You didn't assign your converted data frame to a variable name, so no changes were actually made to Data. I suspect that's why you're getting the same warning.

I can't go any further without first making sure that you've seen our community guidelines on asking questions related to class assignments: FAQ: Homework Policy. The most important parts are:

  • Please don't post verbatim text from your assignment
  • Please clearly state when a question you post here is related to an assignment

Can you please edit the post where you included verbatim assignment text, changing it to a paraphrase, instead? It's definitely useful to understand what you're trying to do (that's part of the reason for the second rule!), but it needs to be written in your own words.

Thanks for the feedback, I tried to avoid posting verbatim text and using my own words but we seemed to be going around in circles. I figured if I wrote what was required we could resolve this once for all. Your feedback so far has been very helpful, I really appreciate it.

R's funky arrow thing is the assignment operator!

# This just prints the result to the console, but Data hasn't changed
data.matrix(Data)

# This assigns the result to a new name
Data_mat <- data.matrix(Data)

# This assigns the result to the same name as before,
# replacing the old Data data frame with the new Data matrix
Data <- data.matrix(Data)

Thanks for removing the verbatim text from your problem set. I think the paraphrase I might try is: you've been instructed to use the daisy() function from the cluster package to build a Gower dissimilarity object, which you are then supposed to convert into a matrix. Does that sound right?
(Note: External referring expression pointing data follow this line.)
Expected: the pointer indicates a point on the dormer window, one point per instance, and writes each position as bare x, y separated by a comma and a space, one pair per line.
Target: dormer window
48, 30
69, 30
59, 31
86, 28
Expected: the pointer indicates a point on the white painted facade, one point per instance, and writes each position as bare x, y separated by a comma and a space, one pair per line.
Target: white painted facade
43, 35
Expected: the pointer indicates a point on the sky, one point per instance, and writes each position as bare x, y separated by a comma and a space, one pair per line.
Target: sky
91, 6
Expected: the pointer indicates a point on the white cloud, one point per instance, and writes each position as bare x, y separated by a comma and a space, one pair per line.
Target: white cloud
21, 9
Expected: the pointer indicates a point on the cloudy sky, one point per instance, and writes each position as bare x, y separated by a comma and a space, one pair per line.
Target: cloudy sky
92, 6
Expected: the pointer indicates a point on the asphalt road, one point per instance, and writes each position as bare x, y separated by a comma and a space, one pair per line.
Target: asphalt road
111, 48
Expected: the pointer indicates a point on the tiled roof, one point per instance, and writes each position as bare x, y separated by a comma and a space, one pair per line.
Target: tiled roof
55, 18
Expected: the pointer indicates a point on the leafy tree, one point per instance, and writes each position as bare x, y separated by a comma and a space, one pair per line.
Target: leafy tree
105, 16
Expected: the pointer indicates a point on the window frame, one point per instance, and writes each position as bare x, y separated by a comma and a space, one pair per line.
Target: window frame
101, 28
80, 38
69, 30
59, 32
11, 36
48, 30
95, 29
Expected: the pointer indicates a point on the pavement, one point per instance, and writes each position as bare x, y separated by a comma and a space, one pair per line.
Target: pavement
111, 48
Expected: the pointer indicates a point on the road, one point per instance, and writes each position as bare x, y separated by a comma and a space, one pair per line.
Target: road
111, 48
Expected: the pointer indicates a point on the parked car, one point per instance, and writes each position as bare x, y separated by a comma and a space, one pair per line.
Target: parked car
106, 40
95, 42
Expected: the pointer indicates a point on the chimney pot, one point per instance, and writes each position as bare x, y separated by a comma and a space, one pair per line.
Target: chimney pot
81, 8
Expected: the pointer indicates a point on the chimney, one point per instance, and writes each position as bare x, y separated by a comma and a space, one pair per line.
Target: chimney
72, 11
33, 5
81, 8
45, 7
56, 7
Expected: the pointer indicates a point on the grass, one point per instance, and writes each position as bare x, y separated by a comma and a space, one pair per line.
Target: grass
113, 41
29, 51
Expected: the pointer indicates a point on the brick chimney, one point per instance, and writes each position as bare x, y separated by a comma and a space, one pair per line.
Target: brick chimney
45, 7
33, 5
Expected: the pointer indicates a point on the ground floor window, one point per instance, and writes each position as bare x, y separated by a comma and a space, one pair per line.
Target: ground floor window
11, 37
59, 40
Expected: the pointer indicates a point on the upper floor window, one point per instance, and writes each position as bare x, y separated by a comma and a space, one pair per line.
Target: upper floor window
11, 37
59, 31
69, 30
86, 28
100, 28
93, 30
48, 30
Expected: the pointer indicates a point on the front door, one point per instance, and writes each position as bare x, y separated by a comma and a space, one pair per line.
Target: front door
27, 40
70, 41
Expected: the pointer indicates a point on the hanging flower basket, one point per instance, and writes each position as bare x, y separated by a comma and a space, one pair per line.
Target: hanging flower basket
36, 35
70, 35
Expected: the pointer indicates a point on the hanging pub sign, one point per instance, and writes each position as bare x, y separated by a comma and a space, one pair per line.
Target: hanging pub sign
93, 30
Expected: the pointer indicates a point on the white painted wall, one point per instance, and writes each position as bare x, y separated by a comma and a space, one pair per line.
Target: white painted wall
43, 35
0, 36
So, um, given that you've already been pointed in the direction of daisy() — why try to make dist() work in the first place? Your stumbling block has been the non-numeric data in your data set. If you take a look at the documentation for daisy(), you'll read the following:

Compared to dist whose input must be numeric variables, the main feature of daisy is its ability to handle other variable types as well (e.g. nominal, ordinal, (a)symmetric binary) even when different types occur in the same data set.

Thanks for the explanation, it makes more sense... and yes your paraphrase is correct.
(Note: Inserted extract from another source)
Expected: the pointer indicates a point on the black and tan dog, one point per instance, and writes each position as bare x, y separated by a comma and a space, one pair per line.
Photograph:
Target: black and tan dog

I did try to make dist() work in the first place:

#convert the Gower dissimilarity object into a distance matrix
Data<-dist(Data, method = "euclidean", diag = FALSE, upper = FALSE)
dist(Data, method = "euclidean", diag = FALSE, upper = FALSE)
as.matrix(dist(Data))

And this works, it only prints numeric data. However, the next step required doesn't work:

Dist <- as.matrix(Dist)

And I get the following error:

Error in as.matrix(Dist) : object 'Dist' not found

I realise that I need another approach as I have converted the data frame a step too early. And I am obviously missing a qualifier to declare Dist <- as.matrix(Dist).
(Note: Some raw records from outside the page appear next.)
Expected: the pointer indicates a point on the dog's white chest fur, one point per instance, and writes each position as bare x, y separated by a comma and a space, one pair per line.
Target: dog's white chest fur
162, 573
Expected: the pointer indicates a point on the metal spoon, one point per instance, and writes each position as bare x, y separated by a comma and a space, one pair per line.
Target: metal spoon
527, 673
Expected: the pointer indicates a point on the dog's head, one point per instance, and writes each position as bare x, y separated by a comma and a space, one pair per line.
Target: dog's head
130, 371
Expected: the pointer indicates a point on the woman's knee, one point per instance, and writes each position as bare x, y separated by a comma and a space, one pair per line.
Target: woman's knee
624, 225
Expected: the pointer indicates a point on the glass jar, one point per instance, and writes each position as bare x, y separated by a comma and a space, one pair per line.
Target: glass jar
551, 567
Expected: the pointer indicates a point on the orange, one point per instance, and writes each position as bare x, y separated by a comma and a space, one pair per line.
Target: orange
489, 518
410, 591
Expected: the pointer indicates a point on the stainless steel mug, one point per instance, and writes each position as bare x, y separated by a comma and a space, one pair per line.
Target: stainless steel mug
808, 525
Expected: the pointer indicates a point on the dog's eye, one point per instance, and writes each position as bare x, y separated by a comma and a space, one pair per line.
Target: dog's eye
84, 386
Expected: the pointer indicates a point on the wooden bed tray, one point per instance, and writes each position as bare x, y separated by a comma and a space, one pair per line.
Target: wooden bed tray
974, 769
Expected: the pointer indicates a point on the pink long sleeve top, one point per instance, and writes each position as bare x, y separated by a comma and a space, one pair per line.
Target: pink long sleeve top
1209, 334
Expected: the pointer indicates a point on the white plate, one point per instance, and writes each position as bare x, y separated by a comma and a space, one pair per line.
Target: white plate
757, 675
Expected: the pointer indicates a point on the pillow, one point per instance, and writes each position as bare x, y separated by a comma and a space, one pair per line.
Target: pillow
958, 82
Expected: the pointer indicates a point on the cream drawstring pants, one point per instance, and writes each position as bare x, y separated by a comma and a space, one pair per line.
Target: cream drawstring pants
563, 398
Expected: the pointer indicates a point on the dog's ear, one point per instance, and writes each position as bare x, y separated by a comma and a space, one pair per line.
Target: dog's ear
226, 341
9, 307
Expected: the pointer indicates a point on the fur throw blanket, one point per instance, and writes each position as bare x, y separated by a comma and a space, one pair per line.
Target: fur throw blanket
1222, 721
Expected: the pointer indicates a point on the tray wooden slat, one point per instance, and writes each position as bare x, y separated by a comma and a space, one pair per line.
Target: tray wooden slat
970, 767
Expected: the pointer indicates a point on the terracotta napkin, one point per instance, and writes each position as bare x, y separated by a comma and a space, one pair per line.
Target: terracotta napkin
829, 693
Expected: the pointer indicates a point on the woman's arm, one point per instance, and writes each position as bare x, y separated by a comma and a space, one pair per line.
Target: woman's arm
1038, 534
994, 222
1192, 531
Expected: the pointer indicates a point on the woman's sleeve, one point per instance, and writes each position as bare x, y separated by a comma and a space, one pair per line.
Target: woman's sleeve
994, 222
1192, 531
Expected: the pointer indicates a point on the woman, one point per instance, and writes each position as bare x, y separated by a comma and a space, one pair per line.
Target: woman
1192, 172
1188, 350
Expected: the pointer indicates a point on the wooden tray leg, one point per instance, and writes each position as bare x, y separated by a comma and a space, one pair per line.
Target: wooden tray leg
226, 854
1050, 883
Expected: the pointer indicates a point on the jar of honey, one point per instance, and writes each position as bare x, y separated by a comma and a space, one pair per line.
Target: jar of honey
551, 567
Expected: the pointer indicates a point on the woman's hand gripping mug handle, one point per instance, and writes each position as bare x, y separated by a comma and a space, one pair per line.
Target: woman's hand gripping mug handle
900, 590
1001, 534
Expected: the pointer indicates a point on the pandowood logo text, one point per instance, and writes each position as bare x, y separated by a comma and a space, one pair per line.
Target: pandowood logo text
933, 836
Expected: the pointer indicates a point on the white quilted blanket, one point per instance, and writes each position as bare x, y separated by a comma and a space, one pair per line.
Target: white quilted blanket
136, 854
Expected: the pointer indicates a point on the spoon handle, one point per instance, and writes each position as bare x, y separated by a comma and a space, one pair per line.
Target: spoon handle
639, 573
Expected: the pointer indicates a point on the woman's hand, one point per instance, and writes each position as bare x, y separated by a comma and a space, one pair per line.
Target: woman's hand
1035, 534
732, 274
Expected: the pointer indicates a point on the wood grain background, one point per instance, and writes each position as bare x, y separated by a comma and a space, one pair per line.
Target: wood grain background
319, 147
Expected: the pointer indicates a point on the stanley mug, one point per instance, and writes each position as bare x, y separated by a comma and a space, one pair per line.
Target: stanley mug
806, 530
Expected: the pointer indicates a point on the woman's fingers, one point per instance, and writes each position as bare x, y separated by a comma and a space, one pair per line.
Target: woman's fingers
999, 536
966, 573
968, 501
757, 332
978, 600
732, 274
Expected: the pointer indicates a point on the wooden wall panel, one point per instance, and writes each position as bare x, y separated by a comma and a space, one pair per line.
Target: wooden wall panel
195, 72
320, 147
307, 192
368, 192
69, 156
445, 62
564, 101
it's syntactically acceptable to write the output of one step back on the same object you started with. But it will make debugging, testing, and learning incredibly hard. You should really be assigning each step to a new object. Like:

#convert the Gower dissimilarity object into a distance matrix
data_dist_matrix <- dist(Data, method = "euclidean", diag = FALSE, upper = FALSE)

# do something with the dist matrix
Data_dist_matrix_new_process <- new_process(data_dist_matrix)

as for your error, it looks like you are applying the as.matrix function to an object called Dist... where did Dist come from? You show no example of creating that object.

1 Like

This code isn't actually creating a Gower dissimilarity object, because dist() can't do that. Maybe take another look at the daisy() documentation page? It explains the algorithmic differences between the Gower method and other methods.

Here's a simple example of why it doesn't necessarily make sense to compute a distance matrix of categorical data without specifically adjusting the algorithm:

# How different are the rows of this data frame from each other? 
dfr <- data.frame(
  x = c(0, 0, 0),
  y = letters[1:3]
)
dfr
#>   x y
#> 1 0 a
#> 2 0 b
#> 3 0 c

# Converting the categorical data to a numeric
# category count doesn't necessarily yield a sensible result
dfr_num <- data.matrix(dfr)
dfr_num
#>      x y
#> [1,] 0 1
#> [2,] 0 2
#> [3,] 0 3

# Is Row 3 really twice as different from Row 1 as Row 2 is?
dist(dfr_num)
#>   1 2
#> 2 1  
#> 3 2 1

library(cluster)

# daisy handles categorical data more sensibly
daisy(dfr, metric = "gower")
#> Dissimilarities :
#>     1   2
#> 2 0.5    
#> 3 0.5 0.5
#> 
#> Metric :  mixed ;  Types = I, N 
#> Number of objects : 3

Created on 2018-10-02 by the reprex package (v0.2.1)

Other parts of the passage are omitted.